Every ML practitioner has attempted Kaggle's Dogs v/s Cats competition which pretty much is a solved problem thanks to methods like Transfer Learning on top of architectures like ResNet. But this dataset can be used to show some cool techniques by self imposing certain constraints, like using only a fraction of the data to obtain the same results!
This post is to illustrate how - with modern techniques - we can obtain near state-of-the-art results on image classification tasks. I'm going to use Kaggle's Dogs v/s Cats to prove my points, but these results can be extended to any similar task, including microscopic images, satellite images, and the works.
I'm using Keras with a Tensorflow backend, but the same results can be obtained on any modern deep learning library thanks to great implementations of the above techniques being readily available.
Firstly, I import all necessary libraries:
import numpy as np
import cv2
import os
import shutil
from glob import glob
import matplotlib.pyplot as plt
%matplotlib inline
from keras.preprocessing.image import ImageDataGenerator, array_to_img, img_to_array, load_img
from keras.models import *
from keras.layers import *
from keras.regularizers import *
from keras.optimizers import *
from IPython.display import Image
from keras import applications
I ran these experiments on an NVIDIA Titan X, so I could've afforded to use a higher batch size than 64 to speed things up.
batch_size = 64
img_width, img_height = 200, 200
Now, I create the directory structure I need for training and validation
%mkdir -p data/train/cats
%mkdir -p data/validate/cats
%mkdir -p data/train/dogs
%mkdir -p data/validate/dogs
This is the interesting bit, the original Dogs v/s Cats dataset has ~11,000 images for each category. So to prove my point that we can get good results with a very small amount of data, I select only the first 2000 images, i.e. 1000 per class.
This is approximately only 1/8th of the actual dataset.
train_imgs = os.listdir('input/train')[:2000]
valid_imgs = os.listdir('input/train')[2000:2800]
for i in train_imgs:
if i[:3] == 'cat':
shutil.copy2('input/train/' + i, 'data/train/cats/')
elif i[:3] == 'dog':
shutil.copy2('input/train/' + i, 'data/train/dogs/')
for i in valid_imgs:
if i[:3] == 'cat':
shutil.copy2('input/train/' + i, 'data/validate/cats/')
elif i[:3] == 'dog':
shutil.copy2('input/train/' + i, 'data/validate/dogs/')
Augmenting data with a data generator with random affine transformations.
One of my favorite features in Keras is how smoothly it integrates with Python's generators and it's flow_from_directory
method.
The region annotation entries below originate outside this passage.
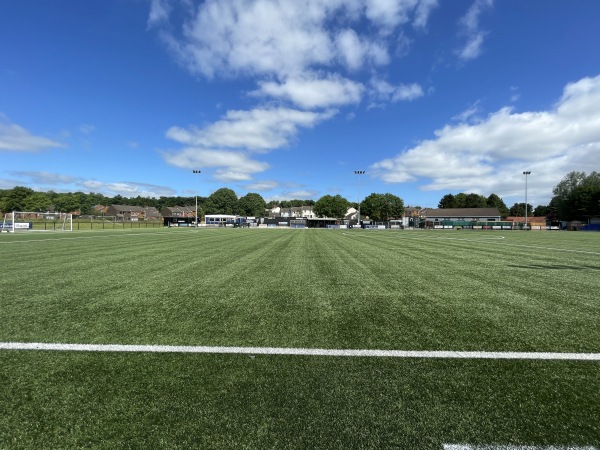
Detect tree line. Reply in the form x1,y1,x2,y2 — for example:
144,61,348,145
438,172,600,221
0,172,600,221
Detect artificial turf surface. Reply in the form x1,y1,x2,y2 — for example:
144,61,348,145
0,229,600,449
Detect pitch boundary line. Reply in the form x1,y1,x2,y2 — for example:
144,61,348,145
443,444,598,450
344,232,600,255
0,342,600,361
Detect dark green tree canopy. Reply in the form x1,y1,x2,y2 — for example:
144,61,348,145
204,188,238,214
238,192,267,217
486,194,509,219
551,172,600,220
438,194,456,208
360,193,404,222
313,194,350,219
509,203,533,217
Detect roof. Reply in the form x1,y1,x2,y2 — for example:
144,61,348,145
110,205,144,212
423,208,501,219
163,206,196,213
506,216,548,222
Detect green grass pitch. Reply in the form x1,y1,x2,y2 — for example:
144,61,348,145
0,229,600,449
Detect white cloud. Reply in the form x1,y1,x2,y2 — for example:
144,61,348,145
79,124,96,134
453,100,481,122
252,74,364,109
265,189,319,201
148,0,437,79
163,147,270,181
0,114,63,152
457,0,493,61
413,0,438,28
148,0,171,27
370,78,424,102
370,76,600,206
167,108,336,152
244,180,279,192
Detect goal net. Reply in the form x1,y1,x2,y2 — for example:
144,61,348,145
1,211,73,233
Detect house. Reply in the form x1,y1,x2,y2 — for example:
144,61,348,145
505,216,548,230
142,206,162,220
160,206,196,227
106,205,144,222
267,206,315,218
105,205,162,222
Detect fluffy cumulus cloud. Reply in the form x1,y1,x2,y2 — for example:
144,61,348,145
0,114,63,152
457,0,493,61
155,0,437,78
148,0,437,182
164,108,335,182
148,0,437,108
11,171,176,198
370,76,600,201
252,74,364,109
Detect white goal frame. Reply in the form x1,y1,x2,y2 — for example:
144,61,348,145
2,211,73,233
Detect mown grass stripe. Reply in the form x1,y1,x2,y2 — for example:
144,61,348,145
0,342,600,361
444,444,598,450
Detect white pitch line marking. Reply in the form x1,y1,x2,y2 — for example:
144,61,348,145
443,444,598,450
0,342,600,361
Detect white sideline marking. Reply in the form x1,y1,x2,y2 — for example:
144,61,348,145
444,444,598,450
0,342,600,361
344,233,600,255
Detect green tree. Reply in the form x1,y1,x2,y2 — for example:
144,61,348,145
486,194,509,219
360,193,404,221
23,192,52,211
313,194,349,218
551,172,600,220
438,194,455,208
204,188,238,214
533,205,550,217
464,193,487,208
238,192,267,217
2,186,34,212
454,192,467,208
509,203,533,217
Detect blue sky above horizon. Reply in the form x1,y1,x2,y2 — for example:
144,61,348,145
0,0,600,207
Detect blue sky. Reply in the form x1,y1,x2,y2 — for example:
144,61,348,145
0,0,600,207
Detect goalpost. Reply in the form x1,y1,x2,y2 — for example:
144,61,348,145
2,211,73,233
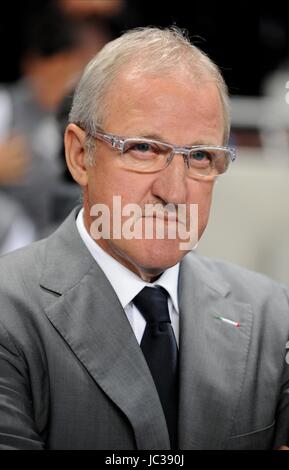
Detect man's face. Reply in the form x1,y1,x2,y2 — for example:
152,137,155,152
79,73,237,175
84,72,224,280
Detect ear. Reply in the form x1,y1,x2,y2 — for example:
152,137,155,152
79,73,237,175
64,124,88,187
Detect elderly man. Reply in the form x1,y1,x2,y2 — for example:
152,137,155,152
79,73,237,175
0,28,289,449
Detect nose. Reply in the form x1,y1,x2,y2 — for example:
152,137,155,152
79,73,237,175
152,152,188,204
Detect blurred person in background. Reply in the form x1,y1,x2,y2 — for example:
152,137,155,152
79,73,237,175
0,136,36,255
0,1,121,242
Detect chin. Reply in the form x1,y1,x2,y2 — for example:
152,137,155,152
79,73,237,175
117,240,189,275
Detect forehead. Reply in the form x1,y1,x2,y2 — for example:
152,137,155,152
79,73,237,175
104,70,224,144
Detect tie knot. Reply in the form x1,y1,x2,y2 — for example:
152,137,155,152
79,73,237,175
133,287,171,323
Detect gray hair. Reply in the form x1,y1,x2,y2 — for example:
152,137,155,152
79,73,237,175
69,26,230,163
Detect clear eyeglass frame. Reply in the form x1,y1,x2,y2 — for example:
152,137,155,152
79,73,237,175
87,130,236,179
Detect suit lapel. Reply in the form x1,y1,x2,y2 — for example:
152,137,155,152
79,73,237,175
179,255,252,449
41,208,169,449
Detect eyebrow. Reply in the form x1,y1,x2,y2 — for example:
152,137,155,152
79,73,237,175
135,133,217,147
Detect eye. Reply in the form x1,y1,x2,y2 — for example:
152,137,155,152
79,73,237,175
190,150,212,162
128,142,154,153
123,140,161,159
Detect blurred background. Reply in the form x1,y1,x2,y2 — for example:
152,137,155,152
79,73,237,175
0,0,289,284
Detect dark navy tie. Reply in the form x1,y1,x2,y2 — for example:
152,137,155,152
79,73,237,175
133,287,178,449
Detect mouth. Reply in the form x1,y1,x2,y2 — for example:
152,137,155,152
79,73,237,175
143,212,185,225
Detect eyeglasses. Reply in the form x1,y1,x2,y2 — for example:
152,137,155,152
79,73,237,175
86,131,236,179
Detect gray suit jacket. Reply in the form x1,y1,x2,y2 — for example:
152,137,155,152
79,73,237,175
0,210,289,450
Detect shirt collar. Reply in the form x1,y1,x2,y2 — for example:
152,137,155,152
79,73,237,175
76,208,180,313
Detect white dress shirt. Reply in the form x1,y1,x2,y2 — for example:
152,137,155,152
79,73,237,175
76,209,180,344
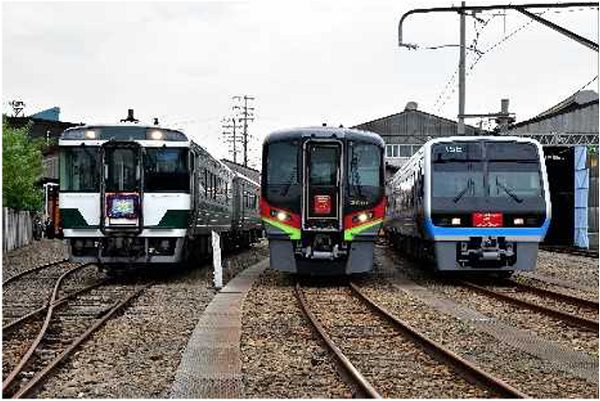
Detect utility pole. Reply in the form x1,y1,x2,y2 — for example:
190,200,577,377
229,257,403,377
458,1,466,135
233,95,254,167
398,1,598,135
8,100,25,117
221,117,240,163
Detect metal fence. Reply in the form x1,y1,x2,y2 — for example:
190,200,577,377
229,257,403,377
2,207,33,252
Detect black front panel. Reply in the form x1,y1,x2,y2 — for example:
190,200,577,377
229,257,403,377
305,142,341,220
262,139,302,214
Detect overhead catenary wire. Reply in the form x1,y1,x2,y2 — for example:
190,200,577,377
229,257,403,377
436,10,548,112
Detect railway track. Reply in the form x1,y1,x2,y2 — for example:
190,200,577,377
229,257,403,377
2,258,69,288
540,245,598,259
2,265,149,398
296,283,528,398
459,280,598,333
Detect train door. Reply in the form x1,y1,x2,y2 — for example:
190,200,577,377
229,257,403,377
101,142,142,233
302,141,343,231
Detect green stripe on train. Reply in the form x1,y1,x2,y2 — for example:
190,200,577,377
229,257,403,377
60,209,92,228
152,210,190,228
344,219,383,241
262,217,301,239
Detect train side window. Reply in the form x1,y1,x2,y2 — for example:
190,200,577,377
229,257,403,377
213,174,218,199
202,169,208,198
59,146,100,192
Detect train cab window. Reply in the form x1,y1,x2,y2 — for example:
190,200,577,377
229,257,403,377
59,146,100,192
144,148,190,192
105,148,139,192
267,142,299,185
400,145,412,157
310,146,338,185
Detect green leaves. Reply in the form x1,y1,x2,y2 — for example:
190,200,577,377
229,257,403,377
2,118,43,210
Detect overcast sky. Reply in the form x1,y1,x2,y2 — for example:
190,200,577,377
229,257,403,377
2,0,598,166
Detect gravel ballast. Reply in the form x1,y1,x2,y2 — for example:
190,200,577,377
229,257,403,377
36,244,266,398
241,269,352,398
372,249,598,398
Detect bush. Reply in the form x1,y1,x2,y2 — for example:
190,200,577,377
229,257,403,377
2,118,43,211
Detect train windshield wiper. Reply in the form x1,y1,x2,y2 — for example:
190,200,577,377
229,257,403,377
496,177,523,203
452,178,475,203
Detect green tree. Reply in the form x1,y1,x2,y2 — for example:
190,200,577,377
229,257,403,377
2,117,43,210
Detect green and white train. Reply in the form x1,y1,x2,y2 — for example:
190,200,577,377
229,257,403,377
59,123,262,266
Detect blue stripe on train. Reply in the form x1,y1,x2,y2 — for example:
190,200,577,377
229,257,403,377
425,219,550,239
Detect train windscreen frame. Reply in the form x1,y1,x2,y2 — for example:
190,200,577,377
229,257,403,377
431,141,543,204
262,139,302,214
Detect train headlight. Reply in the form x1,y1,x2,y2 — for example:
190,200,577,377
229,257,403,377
150,130,165,141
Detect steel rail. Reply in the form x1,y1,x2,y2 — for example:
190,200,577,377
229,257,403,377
540,245,598,259
296,283,383,398
2,280,108,332
12,284,152,398
2,263,91,394
350,283,530,398
508,280,598,311
2,258,69,287
460,281,598,333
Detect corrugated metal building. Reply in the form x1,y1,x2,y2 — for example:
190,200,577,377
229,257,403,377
6,107,83,181
352,102,482,172
507,91,598,249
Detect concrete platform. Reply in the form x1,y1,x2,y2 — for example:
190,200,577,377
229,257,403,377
169,259,269,398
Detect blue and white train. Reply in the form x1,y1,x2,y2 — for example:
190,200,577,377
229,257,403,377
385,136,551,276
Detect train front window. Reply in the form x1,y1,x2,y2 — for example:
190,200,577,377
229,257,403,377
60,146,100,192
144,148,190,192
432,161,484,199
348,142,382,203
267,142,298,186
105,148,138,192
488,161,542,198
310,145,338,185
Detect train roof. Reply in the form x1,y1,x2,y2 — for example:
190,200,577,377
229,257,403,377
264,127,384,147
425,135,539,145
60,123,189,142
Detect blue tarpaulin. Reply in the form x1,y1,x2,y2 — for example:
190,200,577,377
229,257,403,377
573,146,590,249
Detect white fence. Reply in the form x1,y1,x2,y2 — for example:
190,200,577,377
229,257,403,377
2,207,33,252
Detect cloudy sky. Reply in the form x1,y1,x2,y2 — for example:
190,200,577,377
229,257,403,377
2,0,598,165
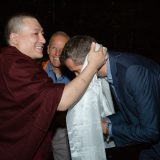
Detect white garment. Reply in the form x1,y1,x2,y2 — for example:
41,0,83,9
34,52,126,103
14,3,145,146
66,55,114,160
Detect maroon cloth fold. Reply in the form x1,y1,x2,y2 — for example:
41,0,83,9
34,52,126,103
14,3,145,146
0,47,64,160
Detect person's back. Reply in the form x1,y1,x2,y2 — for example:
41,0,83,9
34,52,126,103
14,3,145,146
42,31,71,160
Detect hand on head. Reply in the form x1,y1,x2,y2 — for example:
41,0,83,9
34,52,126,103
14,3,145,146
88,42,106,69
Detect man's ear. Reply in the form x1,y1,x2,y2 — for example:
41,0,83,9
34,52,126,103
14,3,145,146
10,33,18,45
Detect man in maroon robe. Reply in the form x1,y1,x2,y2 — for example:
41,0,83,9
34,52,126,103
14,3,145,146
0,15,105,160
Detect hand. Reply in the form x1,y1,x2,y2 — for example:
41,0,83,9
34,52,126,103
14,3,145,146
88,42,106,70
101,119,108,136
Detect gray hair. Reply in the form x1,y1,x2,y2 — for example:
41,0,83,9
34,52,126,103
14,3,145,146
60,35,96,65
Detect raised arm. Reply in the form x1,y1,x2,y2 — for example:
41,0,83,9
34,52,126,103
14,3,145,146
57,42,106,111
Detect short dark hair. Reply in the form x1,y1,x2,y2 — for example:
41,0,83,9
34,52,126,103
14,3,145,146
60,35,96,65
4,13,36,44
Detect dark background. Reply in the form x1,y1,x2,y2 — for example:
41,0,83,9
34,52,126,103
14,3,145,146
0,0,160,63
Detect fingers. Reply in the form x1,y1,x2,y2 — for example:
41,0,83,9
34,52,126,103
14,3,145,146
90,42,96,52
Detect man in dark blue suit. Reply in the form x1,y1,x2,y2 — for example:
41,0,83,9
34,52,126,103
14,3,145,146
61,35,160,160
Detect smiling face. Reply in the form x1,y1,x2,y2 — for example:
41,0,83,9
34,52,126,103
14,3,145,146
48,35,68,68
10,17,46,59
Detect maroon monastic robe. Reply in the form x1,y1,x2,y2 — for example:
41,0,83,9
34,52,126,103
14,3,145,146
0,47,64,160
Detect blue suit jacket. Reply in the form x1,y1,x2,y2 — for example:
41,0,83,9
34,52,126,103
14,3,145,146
109,52,160,155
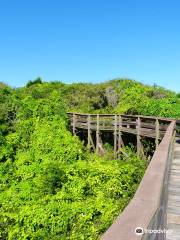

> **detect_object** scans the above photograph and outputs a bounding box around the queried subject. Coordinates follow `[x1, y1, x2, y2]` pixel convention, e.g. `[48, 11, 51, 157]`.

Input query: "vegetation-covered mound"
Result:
[0, 79, 180, 240]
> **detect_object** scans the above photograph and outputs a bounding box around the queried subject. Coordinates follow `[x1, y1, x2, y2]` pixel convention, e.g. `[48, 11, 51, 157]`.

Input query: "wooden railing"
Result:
[102, 121, 176, 240]
[68, 113, 177, 240]
[68, 113, 172, 156]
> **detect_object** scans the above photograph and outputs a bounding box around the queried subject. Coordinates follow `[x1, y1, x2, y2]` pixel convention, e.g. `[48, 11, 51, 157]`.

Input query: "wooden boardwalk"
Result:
[68, 113, 172, 157]
[166, 139, 180, 240]
[68, 113, 180, 240]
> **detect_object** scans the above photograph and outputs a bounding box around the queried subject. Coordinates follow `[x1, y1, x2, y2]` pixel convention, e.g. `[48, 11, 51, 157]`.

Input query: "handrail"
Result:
[67, 112, 176, 122]
[101, 121, 176, 240]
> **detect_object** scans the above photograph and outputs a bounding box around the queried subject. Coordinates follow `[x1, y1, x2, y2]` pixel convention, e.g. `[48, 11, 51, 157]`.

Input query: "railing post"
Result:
[137, 117, 141, 156]
[114, 114, 117, 158]
[118, 115, 122, 152]
[96, 114, 99, 154]
[87, 114, 91, 149]
[73, 113, 76, 135]
[156, 118, 159, 148]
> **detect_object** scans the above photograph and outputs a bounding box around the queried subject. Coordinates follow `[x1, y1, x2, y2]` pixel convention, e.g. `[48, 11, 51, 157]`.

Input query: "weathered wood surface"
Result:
[101, 121, 176, 240]
[68, 113, 172, 158]
[166, 139, 180, 240]
[68, 113, 172, 139]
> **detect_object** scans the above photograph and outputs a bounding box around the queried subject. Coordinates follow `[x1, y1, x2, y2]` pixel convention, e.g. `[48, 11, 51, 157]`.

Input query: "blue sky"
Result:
[0, 0, 180, 91]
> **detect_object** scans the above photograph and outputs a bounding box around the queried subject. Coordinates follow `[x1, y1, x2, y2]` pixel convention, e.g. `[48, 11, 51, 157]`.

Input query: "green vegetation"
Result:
[0, 78, 180, 240]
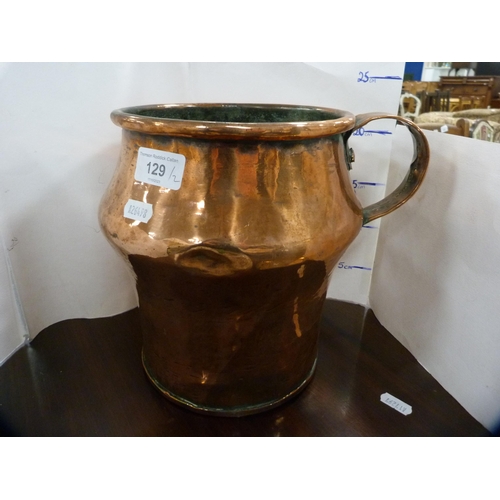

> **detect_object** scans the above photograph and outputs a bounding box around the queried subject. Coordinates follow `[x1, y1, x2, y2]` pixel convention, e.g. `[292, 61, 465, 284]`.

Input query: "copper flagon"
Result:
[99, 104, 429, 416]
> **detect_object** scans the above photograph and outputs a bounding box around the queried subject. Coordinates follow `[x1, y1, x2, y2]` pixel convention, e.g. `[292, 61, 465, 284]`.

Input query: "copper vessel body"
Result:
[99, 104, 428, 415]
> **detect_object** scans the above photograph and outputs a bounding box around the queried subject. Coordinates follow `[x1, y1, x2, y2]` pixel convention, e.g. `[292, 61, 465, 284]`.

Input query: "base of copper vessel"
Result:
[142, 352, 316, 417]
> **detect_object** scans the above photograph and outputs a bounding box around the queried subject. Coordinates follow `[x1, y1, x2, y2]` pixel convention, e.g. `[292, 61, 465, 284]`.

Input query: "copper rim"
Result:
[111, 103, 355, 140]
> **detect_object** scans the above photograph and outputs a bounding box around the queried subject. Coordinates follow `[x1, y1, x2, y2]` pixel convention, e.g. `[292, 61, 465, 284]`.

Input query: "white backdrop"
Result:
[0, 63, 404, 362]
[370, 127, 500, 430]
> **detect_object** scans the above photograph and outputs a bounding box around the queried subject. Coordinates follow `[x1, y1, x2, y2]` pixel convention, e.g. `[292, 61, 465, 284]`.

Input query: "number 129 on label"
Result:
[134, 148, 186, 190]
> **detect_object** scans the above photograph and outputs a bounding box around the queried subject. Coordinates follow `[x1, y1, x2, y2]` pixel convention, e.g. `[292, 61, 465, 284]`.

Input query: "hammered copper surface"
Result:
[100, 101, 427, 415]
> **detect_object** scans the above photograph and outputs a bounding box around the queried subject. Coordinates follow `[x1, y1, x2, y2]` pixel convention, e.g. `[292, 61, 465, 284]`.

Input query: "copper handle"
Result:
[349, 113, 429, 225]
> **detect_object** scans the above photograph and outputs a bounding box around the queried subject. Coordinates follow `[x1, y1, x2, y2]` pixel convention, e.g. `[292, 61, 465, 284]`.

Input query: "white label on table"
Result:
[123, 200, 153, 222]
[135, 148, 186, 190]
[380, 392, 412, 415]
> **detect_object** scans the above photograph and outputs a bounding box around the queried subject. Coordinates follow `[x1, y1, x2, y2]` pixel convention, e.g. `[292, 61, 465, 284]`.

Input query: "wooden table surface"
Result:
[0, 300, 490, 436]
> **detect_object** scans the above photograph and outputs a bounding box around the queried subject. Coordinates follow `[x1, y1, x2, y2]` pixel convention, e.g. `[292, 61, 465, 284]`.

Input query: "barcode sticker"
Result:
[380, 392, 413, 415]
[123, 200, 153, 222]
[134, 148, 186, 190]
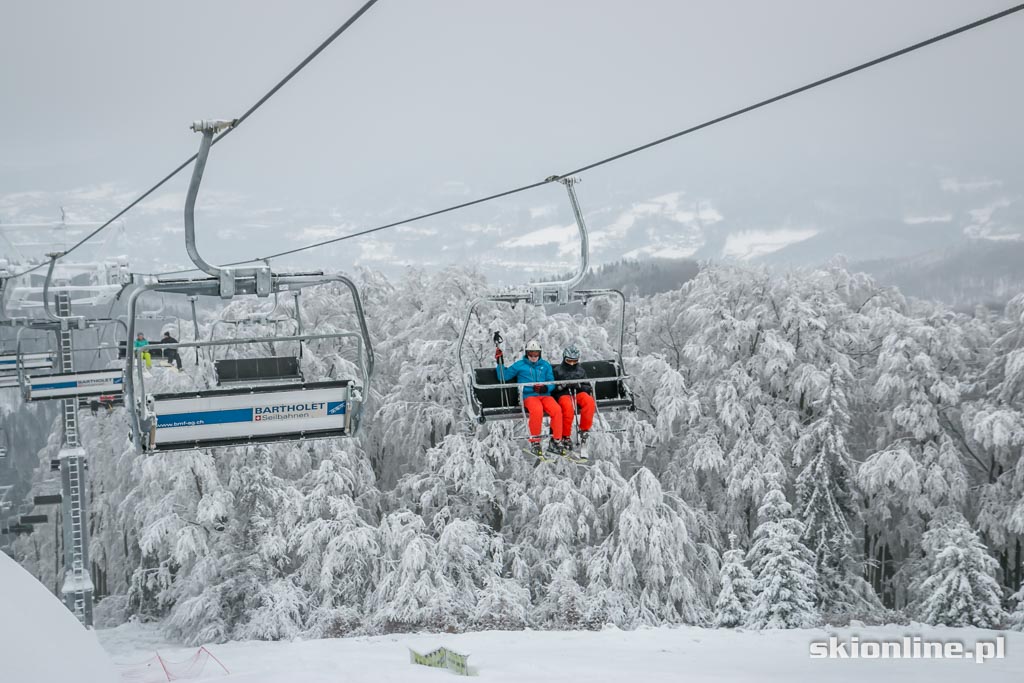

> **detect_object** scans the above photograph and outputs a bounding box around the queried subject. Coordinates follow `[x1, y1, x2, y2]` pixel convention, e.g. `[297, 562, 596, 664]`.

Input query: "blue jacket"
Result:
[497, 358, 555, 398]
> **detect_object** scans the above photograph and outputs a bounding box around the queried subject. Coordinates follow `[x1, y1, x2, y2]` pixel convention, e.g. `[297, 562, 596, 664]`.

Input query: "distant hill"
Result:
[850, 240, 1024, 309]
[536, 258, 700, 298]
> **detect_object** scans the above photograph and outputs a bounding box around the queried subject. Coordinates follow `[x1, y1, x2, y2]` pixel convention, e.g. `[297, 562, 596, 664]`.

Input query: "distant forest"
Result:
[540, 258, 700, 299]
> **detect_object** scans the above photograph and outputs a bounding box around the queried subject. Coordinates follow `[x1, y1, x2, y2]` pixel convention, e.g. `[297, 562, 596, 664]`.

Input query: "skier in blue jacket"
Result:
[495, 339, 562, 457]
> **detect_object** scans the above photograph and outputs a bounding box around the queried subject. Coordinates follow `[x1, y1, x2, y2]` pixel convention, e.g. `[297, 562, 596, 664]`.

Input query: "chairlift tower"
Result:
[55, 292, 93, 626]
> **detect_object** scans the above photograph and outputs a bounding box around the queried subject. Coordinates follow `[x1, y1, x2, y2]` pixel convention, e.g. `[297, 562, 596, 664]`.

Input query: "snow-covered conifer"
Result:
[748, 481, 818, 629]
[918, 510, 1005, 629]
[715, 533, 754, 629]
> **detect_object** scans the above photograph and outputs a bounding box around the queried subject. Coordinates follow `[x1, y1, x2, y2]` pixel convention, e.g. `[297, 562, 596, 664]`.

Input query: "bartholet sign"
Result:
[0, 353, 53, 373]
[148, 382, 349, 450]
[28, 370, 124, 400]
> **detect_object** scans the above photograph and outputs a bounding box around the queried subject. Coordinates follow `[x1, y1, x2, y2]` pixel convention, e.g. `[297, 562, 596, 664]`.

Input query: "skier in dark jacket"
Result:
[158, 332, 181, 370]
[551, 345, 597, 451]
[495, 339, 563, 457]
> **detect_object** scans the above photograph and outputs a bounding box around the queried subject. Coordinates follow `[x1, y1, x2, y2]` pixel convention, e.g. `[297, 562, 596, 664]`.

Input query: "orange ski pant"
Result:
[558, 392, 597, 438]
[522, 396, 562, 441]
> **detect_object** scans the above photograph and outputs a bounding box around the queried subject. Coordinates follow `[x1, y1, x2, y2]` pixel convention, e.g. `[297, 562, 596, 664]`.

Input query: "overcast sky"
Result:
[0, 0, 1024, 282]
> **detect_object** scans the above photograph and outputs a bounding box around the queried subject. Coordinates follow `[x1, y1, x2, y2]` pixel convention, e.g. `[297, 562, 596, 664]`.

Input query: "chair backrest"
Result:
[473, 368, 519, 411]
[213, 355, 302, 384]
[580, 360, 629, 400]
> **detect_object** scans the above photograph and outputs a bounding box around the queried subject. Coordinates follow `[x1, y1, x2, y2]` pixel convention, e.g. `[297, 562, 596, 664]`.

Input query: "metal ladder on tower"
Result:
[55, 292, 92, 626]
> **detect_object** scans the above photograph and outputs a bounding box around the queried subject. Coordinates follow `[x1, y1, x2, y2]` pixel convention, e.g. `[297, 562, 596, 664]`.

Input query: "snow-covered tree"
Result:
[1008, 584, 1024, 631]
[715, 533, 754, 629]
[795, 364, 878, 614]
[918, 510, 1005, 629]
[748, 482, 818, 629]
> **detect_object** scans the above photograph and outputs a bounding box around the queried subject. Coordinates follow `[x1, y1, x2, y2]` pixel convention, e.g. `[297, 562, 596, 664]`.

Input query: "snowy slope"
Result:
[99, 624, 1024, 683]
[0, 553, 120, 683]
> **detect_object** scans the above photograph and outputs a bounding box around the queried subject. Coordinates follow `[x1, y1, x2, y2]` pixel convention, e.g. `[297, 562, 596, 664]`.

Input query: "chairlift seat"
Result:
[118, 340, 164, 360]
[473, 360, 635, 421]
[213, 355, 302, 384]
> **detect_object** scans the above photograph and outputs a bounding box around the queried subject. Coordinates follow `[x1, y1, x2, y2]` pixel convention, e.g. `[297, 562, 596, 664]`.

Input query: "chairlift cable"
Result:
[3, 0, 377, 278]
[203, 3, 1024, 274]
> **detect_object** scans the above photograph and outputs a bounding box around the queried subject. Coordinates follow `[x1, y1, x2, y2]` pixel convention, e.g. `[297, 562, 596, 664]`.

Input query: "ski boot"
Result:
[526, 441, 546, 461]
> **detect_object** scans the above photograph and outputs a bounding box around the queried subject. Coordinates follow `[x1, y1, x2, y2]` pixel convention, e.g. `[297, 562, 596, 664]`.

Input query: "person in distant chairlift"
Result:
[160, 332, 181, 370]
[551, 344, 597, 451]
[495, 339, 563, 458]
[134, 332, 153, 368]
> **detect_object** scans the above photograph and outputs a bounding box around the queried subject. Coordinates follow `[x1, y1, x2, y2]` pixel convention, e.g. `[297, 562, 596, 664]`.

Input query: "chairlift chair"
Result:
[458, 177, 636, 438]
[18, 258, 127, 401]
[125, 121, 374, 453]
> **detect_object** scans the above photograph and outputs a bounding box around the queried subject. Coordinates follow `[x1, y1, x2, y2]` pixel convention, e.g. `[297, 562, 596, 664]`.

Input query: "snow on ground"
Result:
[0, 553, 118, 683]
[98, 624, 1024, 683]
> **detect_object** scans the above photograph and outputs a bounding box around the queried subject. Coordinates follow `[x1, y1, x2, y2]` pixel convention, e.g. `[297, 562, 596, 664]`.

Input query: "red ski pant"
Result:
[522, 396, 562, 441]
[558, 392, 597, 438]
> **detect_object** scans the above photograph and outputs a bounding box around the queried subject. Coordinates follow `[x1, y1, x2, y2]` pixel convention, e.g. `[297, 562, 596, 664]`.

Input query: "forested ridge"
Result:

This makes augmentation much simpler and avoids us storing all augmented images in disk.
train_datagen = ImageDataGenerator(
rescale=1./255,
rotation_range=40,
width_shift_range=0.2,
height_shift_range=0.2,
horizontal_flip=True,
shear_range=0.1,)
train_generator = train_datagen.flow_from_directory(
'data/train',
target_size=(img_height,img_width),
batch_size=batch_size,
class_mode='binary')
I chose the above augmentation parameters by some trial and error. The best way to do this is to run the augmentation on a few samples and visualize the results. Our goal is to create images which still inherently preserve the characteristics of dogs or cats. Hence transformations like vertical flipping might not help.
So, the best thing to do is to plot these images, and keep tinkering with the values till you reach a satisfactory set.
images = os.listdir('preview')
plt.figure(figsize=(20,10))
columns = 5
for i, image in enumerate(images):
plt.subplot(len(images) / columns + 1, columns, i + 1)
image = load_img('preview/' + images[i])
plt.imshow(image)
The validation set will only be rescaled to the size of the training set. But there are studies which show test time augmentation (TTA) or inference time augmentation - where you take the average of the results of a few augmented images on the test/validation set - give better results.
Here are some references - Delving Deep into Rectifiers: Surpassing Human-Level Performance on ImageNet Classification by He, et al., 2015 where the mention performing a "multi-view testing on feature maps".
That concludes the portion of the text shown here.